Undocumented Immigrants Have Rights

Immigrants and immigration rights have been in focus during the first couple of months of President Trump’s term in office. In one of his first executive orders, Trump barred nationals of certain countries from entering the United States. He also ordered immigration raids across the United States. The Immigration and Customs Enforcement (ICE), the federal law enforcement agency under the United States Department of Homeland Security (DHS), has conducted arrests and scheduled foreign nationals for deportation.

Concerns over the rights of the legal and undocumented immigrants during the arrests conducted by the ICE have arisen. Many arrested foreign nationals do not know that they have rights when they are arrested. But immigrants, including the undocumented, do have rights.

First, every person has the right to remain silent. Everyone has the right not to answer questions from the arresting officer or other government agents. Remaining silent is the best way to respond to the questions asked by the arresting officer and other government agents. Any information that the immigrant gives may be used against him or someone else by the government.

Immigrants must also be aware that arresting officers and government agents sometimes use trickery or lie to them in order to obtain information. Again, the best response is to remain silent. In addition, the immigrant must never lie to the arresting officer or any government agent because this would be a crime.

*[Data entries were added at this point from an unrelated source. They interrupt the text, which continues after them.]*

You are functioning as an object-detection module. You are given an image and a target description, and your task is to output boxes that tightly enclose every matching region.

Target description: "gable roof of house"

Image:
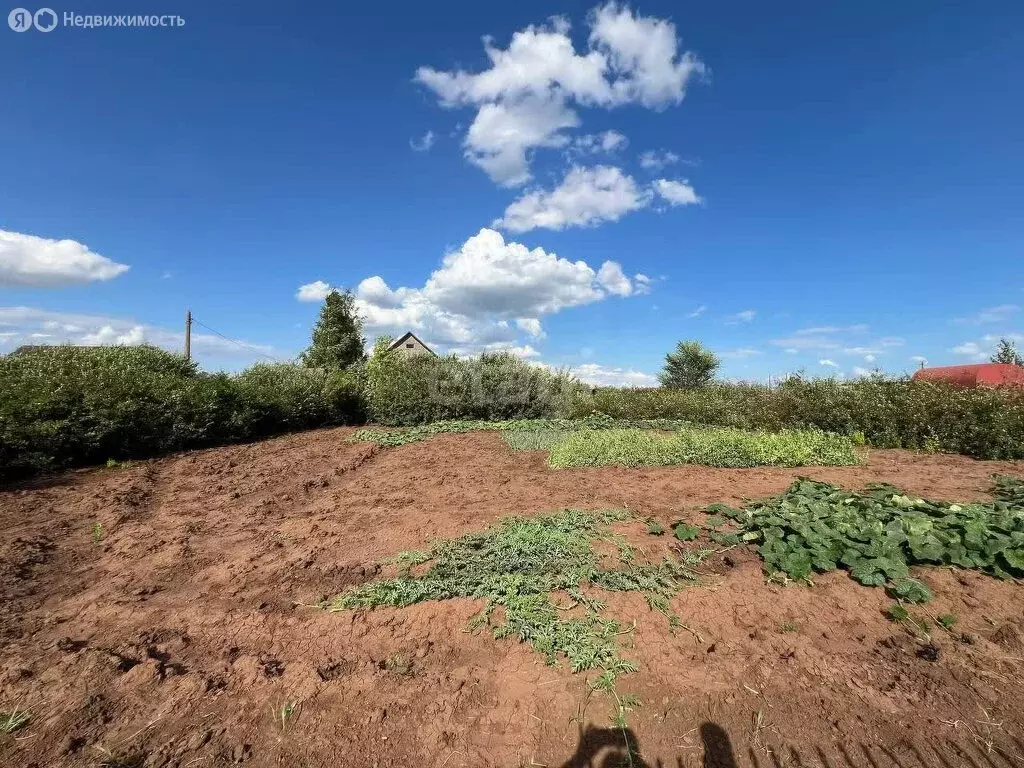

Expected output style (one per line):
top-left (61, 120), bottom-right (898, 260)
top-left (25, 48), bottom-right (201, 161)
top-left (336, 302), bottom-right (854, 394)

top-left (386, 331), bottom-right (437, 356)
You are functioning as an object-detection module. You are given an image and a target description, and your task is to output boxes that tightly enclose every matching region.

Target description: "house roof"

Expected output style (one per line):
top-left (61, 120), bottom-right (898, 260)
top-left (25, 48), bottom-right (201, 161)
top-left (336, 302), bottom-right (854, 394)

top-left (386, 331), bottom-right (437, 356)
top-left (912, 363), bottom-right (1024, 388)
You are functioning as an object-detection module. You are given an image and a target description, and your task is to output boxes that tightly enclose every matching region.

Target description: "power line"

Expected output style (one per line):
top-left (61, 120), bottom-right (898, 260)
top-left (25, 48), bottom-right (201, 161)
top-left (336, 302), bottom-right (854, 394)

top-left (190, 316), bottom-right (290, 364)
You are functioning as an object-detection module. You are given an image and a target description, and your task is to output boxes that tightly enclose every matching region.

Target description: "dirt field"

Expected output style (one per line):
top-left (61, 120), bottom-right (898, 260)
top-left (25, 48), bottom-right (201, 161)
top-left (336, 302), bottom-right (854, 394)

top-left (2, 428), bottom-right (1024, 768)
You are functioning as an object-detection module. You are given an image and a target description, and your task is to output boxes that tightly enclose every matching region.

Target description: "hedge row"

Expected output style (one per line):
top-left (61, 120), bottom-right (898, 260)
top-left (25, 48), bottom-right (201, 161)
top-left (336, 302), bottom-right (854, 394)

top-left (3, 345), bottom-right (1023, 482)
top-left (0, 346), bottom-right (362, 482)
top-left (571, 377), bottom-right (1024, 460)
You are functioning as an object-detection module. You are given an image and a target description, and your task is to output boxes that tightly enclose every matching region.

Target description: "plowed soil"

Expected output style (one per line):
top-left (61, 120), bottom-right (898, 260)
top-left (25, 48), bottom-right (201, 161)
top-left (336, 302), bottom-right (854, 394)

top-left (2, 428), bottom-right (1024, 768)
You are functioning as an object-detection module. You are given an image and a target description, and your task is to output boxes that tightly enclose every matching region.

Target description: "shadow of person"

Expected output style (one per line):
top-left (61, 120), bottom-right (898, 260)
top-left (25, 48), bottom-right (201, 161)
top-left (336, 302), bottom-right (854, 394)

top-left (701, 722), bottom-right (738, 768)
top-left (557, 724), bottom-right (654, 768)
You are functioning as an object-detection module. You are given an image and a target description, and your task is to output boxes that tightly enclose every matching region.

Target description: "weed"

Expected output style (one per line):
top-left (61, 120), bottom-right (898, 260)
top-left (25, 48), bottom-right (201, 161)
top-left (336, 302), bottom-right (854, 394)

top-left (105, 458), bottom-right (132, 469)
top-left (645, 519), bottom-right (665, 536)
top-left (0, 707), bottom-right (30, 734)
top-left (937, 614), bottom-right (958, 630)
top-left (274, 701), bottom-right (299, 731)
top-left (324, 508), bottom-right (705, 724)
top-left (351, 416), bottom-right (696, 448)
top-left (502, 429), bottom-right (571, 452)
top-left (780, 621), bottom-right (798, 633)
top-left (707, 475), bottom-right (1024, 603)
top-left (547, 427), bottom-right (859, 469)
top-left (886, 603), bottom-right (910, 622)
top-left (91, 522), bottom-right (104, 544)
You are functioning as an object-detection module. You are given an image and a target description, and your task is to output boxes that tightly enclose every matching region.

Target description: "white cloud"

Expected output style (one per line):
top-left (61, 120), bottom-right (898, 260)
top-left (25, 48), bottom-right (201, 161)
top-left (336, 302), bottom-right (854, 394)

top-left (639, 149), bottom-right (680, 170)
top-left (502, 343), bottom-right (541, 358)
top-left (353, 228), bottom-right (641, 353)
top-left (496, 165), bottom-right (651, 232)
top-left (0, 307), bottom-right (275, 363)
top-left (955, 304), bottom-right (1020, 325)
top-left (819, 359), bottom-right (839, 368)
top-left (852, 366), bottom-right (872, 377)
top-left (495, 165), bottom-right (701, 232)
top-left (795, 324), bottom-right (869, 335)
top-left (725, 309), bottom-right (756, 324)
top-left (910, 355), bottom-right (928, 364)
top-left (0, 229), bottom-right (130, 287)
top-left (464, 96), bottom-right (580, 186)
top-left (686, 304), bottom-right (706, 318)
top-left (949, 334), bottom-right (1018, 361)
top-left (296, 280), bottom-right (333, 302)
top-left (952, 341), bottom-right (984, 357)
top-left (572, 129), bottom-right (628, 154)
top-left (516, 317), bottom-right (545, 338)
top-left (982, 332), bottom-right (1024, 344)
top-left (633, 273), bottom-right (653, 295)
top-left (597, 260), bottom-right (633, 296)
top-left (652, 178), bottom-right (700, 206)
top-left (721, 348), bottom-right (761, 359)
top-left (571, 362), bottom-right (658, 387)
top-left (770, 326), bottom-right (900, 357)
top-left (410, 130), bottom-right (436, 152)
top-left (415, 4), bottom-right (704, 185)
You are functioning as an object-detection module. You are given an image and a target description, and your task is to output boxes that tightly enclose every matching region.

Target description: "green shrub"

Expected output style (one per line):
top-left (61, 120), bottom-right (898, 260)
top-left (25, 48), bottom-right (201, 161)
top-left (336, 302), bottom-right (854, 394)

top-left (0, 346), bottom-right (365, 482)
top-left (232, 363), bottom-right (364, 435)
top-left (547, 427), bottom-right (859, 469)
top-left (364, 338), bottom-right (584, 425)
top-left (573, 377), bottom-right (1024, 460)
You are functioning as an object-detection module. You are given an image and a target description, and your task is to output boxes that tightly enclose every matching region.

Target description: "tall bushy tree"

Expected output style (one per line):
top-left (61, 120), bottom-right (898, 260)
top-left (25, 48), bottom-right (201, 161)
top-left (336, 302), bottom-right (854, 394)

top-left (991, 338), bottom-right (1024, 366)
top-left (659, 340), bottom-right (720, 389)
top-left (302, 289), bottom-right (365, 369)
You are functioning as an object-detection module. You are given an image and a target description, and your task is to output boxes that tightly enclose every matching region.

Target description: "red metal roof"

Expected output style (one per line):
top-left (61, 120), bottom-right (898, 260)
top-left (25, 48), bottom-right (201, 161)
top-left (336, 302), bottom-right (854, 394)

top-left (912, 363), bottom-right (1024, 388)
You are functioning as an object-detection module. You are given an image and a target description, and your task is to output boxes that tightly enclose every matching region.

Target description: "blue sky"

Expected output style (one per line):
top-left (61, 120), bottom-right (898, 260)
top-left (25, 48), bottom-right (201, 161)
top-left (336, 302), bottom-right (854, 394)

top-left (2, 0), bottom-right (1022, 384)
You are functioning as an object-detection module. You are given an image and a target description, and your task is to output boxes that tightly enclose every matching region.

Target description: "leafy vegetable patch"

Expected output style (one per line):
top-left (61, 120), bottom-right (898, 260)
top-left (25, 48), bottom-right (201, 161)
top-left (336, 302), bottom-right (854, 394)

top-left (707, 476), bottom-right (1024, 602)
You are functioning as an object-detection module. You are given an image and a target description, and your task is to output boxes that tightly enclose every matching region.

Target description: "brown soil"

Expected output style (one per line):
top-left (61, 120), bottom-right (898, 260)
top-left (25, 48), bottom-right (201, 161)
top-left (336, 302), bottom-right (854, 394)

top-left (2, 429), bottom-right (1024, 768)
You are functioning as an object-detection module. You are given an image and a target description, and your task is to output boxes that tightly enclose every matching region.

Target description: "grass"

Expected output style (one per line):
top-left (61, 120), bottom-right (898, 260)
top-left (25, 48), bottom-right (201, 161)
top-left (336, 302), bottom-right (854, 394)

top-left (501, 429), bottom-right (571, 452)
top-left (0, 707), bottom-right (30, 734)
top-left (91, 522), bottom-right (104, 544)
top-left (274, 701), bottom-right (299, 731)
top-left (547, 427), bottom-right (860, 469)
top-left (350, 415), bottom-right (695, 448)
top-left (323, 508), bottom-right (707, 732)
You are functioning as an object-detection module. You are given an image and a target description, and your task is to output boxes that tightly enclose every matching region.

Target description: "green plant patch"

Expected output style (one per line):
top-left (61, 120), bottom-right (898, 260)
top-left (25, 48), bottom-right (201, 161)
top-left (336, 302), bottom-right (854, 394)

top-left (501, 429), bottom-right (572, 452)
top-left (706, 476), bottom-right (1024, 602)
top-left (350, 415), bottom-right (696, 448)
top-left (672, 523), bottom-right (699, 541)
top-left (324, 508), bottom-right (704, 726)
top-left (0, 707), bottom-right (30, 734)
top-left (546, 427), bottom-right (859, 469)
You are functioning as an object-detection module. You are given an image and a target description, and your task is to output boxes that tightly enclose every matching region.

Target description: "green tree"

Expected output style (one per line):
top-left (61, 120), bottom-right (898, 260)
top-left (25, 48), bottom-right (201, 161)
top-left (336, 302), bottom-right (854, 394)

top-left (301, 290), bottom-right (366, 369)
top-left (991, 338), bottom-right (1024, 366)
top-left (659, 340), bottom-right (720, 389)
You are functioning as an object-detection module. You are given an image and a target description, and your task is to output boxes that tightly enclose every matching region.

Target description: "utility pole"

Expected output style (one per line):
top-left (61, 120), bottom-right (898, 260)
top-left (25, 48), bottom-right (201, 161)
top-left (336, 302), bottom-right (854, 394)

top-left (185, 309), bottom-right (192, 362)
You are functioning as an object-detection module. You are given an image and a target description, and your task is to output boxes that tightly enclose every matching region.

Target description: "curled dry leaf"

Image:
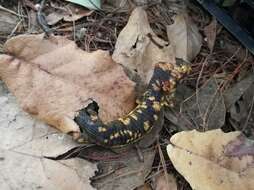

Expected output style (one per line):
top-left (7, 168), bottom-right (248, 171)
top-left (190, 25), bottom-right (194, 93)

top-left (167, 13), bottom-right (202, 62)
top-left (112, 7), bottom-right (175, 85)
top-left (0, 34), bottom-right (135, 136)
top-left (46, 4), bottom-right (93, 25)
top-left (167, 129), bottom-right (254, 190)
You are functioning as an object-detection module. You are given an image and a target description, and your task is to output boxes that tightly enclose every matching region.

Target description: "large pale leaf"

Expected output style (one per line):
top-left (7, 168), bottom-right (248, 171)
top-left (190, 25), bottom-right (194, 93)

top-left (167, 13), bottom-right (202, 62)
top-left (167, 129), bottom-right (254, 190)
top-left (0, 82), bottom-right (97, 190)
top-left (0, 34), bottom-right (135, 136)
top-left (112, 7), bottom-right (175, 85)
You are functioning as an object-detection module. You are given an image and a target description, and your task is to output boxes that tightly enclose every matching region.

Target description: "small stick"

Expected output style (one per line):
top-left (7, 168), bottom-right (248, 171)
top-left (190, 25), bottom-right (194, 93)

top-left (36, 0), bottom-right (52, 36)
top-left (0, 5), bottom-right (26, 17)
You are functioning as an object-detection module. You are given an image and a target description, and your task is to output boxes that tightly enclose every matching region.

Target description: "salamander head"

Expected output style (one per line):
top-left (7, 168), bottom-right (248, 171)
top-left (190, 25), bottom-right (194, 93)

top-left (150, 62), bottom-right (191, 93)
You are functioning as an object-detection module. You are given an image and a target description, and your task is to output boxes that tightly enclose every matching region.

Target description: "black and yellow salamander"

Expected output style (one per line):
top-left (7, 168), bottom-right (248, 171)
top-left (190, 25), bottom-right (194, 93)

top-left (74, 61), bottom-right (191, 148)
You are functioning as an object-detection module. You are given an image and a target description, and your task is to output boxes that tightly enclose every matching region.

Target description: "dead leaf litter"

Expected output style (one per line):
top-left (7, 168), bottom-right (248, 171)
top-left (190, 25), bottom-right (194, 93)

top-left (0, 1), bottom-right (253, 190)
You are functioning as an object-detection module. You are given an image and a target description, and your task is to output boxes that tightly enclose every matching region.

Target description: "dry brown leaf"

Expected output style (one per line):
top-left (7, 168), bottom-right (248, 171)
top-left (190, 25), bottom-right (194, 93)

top-left (167, 13), bottom-right (202, 62)
top-left (0, 84), bottom-right (97, 190)
top-left (154, 173), bottom-right (177, 190)
top-left (0, 8), bottom-right (19, 35)
top-left (93, 148), bottom-right (155, 190)
top-left (0, 34), bottom-right (135, 136)
top-left (46, 4), bottom-right (93, 25)
top-left (112, 7), bottom-right (175, 84)
top-left (136, 183), bottom-right (152, 190)
top-left (167, 129), bottom-right (254, 190)
top-left (102, 0), bottom-right (130, 12)
top-left (204, 18), bottom-right (217, 52)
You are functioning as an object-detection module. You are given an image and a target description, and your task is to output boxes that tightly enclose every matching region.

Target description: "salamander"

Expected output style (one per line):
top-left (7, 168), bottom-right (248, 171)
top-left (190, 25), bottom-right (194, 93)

top-left (74, 61), bottom-right (191, 148)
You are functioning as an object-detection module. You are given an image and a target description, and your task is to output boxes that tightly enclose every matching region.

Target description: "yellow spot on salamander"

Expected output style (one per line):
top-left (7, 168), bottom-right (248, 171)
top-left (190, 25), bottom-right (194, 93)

Next, every person arrested is entitled to speak to a lawyer, especially before speaking to any government officer. This is true regardless of the person’s guilt or innocence. Hence, the best course of action would be to ask to speak to a lawyer at the time of arrest. The foreign national does not have the right to a government-appointed attorney and must therefore hire his own attorney.

For all persons, even those who entered or stayed in the United States illegally, the United States Constitution provides rights which can be exercised.

First, under the Bill of Rights, undocumented immigrants are entitled to equal protection of the law. The constitutional guarantee of equal protection of the law does not distinguish between citizens or foreign nationals. The fact that one is an undocumented immigrant does not diminish or remove one’s right to seek redress for any wrongdoing by another.

Secondly, the Fifth Amendment guarantees the right of persons to remain silent. This means one may not be compelled to answer questions by a government agent. If the immigrant refuses to answer questions pertaining to his immigration status, for example, said immigrant may not be arrested or detained purely for such refusal.

Thirdly, the Fourth Amendment guarantees the right against unreasonable searches and seizures. No government agent may search one’s home or office without consent unless the agent has a valid search warrant issued by a judge. A valid search warrant must state in detail the places to be searched, and the things to be seized as these details indicate the limits of the warrant. The search or seizure cannot legally extend to places or things not stated in the warrant. Without such warrant, one may refuse to let the government agent in their house. A valid search warrant does not obligate one to answer the questions of the government agents enforcing such warrant. An exception is made in an emergency such as when a person inside is heard asking for help.

A foreign national may, of course, waive his right to a hearing and agree to leave the United States. In such case, such foreign national may lose the right to apply for immigration status and may find it difficult to re-enter the United States in the future.